Tout cela se déroule sous le regard d’individus appelés « citoyens ». Leur seul droit consiste à observer l’aquarium, à applaudir la nage des poissons et à se laisser vider les poches par des employés zélés de l’entreprise piscicole - appelés « fonctionnaires des impôts » - afin d’acheter la nourriture nécessaire aux acteurs de la vie aquatique. Les citoyens peuvent aussi s’amuser à parier sur la victoire de tel ou tel poisson dominant, et cela s’appelle une « campagne électorale ».
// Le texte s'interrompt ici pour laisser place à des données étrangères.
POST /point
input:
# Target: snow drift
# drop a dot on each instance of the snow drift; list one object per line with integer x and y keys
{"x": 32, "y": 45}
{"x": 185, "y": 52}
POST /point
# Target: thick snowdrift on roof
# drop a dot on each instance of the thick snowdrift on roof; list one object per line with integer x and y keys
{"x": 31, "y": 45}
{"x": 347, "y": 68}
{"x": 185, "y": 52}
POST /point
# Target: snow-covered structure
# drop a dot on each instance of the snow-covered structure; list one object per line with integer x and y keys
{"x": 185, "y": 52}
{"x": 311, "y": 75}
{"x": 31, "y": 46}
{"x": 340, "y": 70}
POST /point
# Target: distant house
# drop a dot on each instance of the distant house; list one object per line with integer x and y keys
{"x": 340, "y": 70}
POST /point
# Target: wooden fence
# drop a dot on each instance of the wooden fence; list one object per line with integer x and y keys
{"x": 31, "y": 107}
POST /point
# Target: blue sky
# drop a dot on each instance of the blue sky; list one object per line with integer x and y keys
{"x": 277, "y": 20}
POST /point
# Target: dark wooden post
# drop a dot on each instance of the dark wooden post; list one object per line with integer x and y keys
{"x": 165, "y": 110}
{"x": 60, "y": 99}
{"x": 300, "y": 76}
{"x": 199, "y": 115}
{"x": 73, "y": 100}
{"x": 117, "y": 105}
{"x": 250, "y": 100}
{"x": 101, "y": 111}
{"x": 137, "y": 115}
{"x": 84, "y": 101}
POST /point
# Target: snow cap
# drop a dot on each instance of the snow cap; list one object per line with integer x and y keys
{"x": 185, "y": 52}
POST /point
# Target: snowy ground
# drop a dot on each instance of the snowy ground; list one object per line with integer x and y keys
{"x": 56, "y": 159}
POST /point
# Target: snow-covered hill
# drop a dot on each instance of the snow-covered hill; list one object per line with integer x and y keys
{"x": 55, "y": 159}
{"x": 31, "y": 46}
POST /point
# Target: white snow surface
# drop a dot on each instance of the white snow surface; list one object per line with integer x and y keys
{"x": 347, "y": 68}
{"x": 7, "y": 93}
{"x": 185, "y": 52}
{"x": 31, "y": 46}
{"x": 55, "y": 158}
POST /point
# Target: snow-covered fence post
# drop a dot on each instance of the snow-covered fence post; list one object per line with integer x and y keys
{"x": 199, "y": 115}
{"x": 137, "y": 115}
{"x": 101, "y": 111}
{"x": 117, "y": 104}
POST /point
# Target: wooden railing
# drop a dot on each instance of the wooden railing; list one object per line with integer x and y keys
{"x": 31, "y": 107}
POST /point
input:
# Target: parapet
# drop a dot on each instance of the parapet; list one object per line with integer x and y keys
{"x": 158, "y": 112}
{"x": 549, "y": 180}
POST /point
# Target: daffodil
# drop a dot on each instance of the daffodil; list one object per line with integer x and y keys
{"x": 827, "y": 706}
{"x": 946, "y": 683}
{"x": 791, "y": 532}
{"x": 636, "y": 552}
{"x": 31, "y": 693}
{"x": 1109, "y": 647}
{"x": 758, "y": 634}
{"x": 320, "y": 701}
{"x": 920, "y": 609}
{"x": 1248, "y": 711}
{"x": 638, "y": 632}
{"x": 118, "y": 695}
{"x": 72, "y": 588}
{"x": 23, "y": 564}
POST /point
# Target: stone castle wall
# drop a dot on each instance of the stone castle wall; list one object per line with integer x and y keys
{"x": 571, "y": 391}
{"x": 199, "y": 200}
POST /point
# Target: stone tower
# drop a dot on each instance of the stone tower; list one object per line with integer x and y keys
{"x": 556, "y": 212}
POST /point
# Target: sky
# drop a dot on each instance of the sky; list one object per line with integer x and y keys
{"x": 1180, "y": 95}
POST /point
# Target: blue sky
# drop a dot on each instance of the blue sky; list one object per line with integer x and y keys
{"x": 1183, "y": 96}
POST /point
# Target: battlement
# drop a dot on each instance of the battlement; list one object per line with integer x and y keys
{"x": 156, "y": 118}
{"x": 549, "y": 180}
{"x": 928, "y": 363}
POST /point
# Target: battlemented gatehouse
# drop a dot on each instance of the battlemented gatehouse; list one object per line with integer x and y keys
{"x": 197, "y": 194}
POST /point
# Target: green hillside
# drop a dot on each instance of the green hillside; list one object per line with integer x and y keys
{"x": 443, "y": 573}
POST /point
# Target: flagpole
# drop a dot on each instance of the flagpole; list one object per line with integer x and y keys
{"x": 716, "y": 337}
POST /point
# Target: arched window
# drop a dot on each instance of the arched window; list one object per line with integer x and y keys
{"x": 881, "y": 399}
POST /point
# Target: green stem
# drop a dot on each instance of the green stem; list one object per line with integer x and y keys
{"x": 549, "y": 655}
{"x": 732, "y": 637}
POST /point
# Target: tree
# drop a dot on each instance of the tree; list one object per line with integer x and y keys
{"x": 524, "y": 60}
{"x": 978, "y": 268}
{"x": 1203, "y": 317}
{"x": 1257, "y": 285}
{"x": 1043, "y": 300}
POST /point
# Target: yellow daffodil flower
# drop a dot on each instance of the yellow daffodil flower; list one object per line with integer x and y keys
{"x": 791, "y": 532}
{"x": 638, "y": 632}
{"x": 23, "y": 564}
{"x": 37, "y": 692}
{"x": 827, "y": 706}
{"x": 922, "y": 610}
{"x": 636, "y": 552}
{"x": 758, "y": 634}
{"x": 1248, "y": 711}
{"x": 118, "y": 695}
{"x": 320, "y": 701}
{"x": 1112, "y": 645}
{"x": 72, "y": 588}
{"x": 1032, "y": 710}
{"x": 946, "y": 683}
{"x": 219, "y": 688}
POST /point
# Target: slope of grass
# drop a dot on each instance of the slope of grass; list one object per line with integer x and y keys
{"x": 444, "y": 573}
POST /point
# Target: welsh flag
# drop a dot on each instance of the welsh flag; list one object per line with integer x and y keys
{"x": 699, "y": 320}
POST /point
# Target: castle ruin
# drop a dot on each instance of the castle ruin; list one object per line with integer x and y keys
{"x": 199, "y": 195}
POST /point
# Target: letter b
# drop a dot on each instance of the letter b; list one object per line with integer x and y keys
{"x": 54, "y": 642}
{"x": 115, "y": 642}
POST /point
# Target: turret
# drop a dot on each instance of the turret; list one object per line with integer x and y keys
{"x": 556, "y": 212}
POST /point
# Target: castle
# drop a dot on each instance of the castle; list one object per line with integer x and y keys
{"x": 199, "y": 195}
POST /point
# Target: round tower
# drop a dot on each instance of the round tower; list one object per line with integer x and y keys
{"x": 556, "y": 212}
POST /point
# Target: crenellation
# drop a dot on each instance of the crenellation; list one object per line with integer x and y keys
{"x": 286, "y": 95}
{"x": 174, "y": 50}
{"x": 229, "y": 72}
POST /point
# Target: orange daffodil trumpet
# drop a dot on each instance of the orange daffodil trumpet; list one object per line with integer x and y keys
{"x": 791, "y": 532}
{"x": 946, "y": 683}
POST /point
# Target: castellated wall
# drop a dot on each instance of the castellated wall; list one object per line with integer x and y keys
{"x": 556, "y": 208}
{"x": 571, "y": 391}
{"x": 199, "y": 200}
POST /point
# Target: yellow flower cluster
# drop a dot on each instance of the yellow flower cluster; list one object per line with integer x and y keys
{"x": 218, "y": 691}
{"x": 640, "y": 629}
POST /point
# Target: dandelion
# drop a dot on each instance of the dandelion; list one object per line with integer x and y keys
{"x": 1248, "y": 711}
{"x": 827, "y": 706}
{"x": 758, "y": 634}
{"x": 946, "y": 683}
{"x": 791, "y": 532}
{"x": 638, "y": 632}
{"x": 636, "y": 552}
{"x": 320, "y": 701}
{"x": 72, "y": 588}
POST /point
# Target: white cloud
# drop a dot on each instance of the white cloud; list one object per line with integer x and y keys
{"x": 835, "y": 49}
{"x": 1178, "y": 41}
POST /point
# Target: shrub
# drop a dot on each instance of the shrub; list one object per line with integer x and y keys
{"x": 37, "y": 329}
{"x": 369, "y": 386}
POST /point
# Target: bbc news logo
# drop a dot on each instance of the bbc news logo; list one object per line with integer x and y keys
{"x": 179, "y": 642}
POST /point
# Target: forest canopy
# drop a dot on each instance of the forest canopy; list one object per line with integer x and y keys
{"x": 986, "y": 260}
Le problème est que le poisson dominant a pour responsabilité principale, outre le fait de s’assurer constamment la nourriture la meilleure et la plus abondante, de diriger la vie non seulement du peuple de l’aquarium - son accession au rang suprême le qualifie automatiquement pour ce rôle - mais aussi celle des citoyens-spectateurs. Or il n’a aucune connaissance de ce milieu, auquel il est même totalement étranger. Il n’empêche que ses diktats ont force de loi pour la foule immense des citoyens et que le pays dont ils sont les habitants ne cesse d’être tiré à hue et à dia par des décisions le plus souvent inadaptées, voire carrément nocives ou même dévastatrices, et qui le conduisent lentement mais sûrement à l’abîme.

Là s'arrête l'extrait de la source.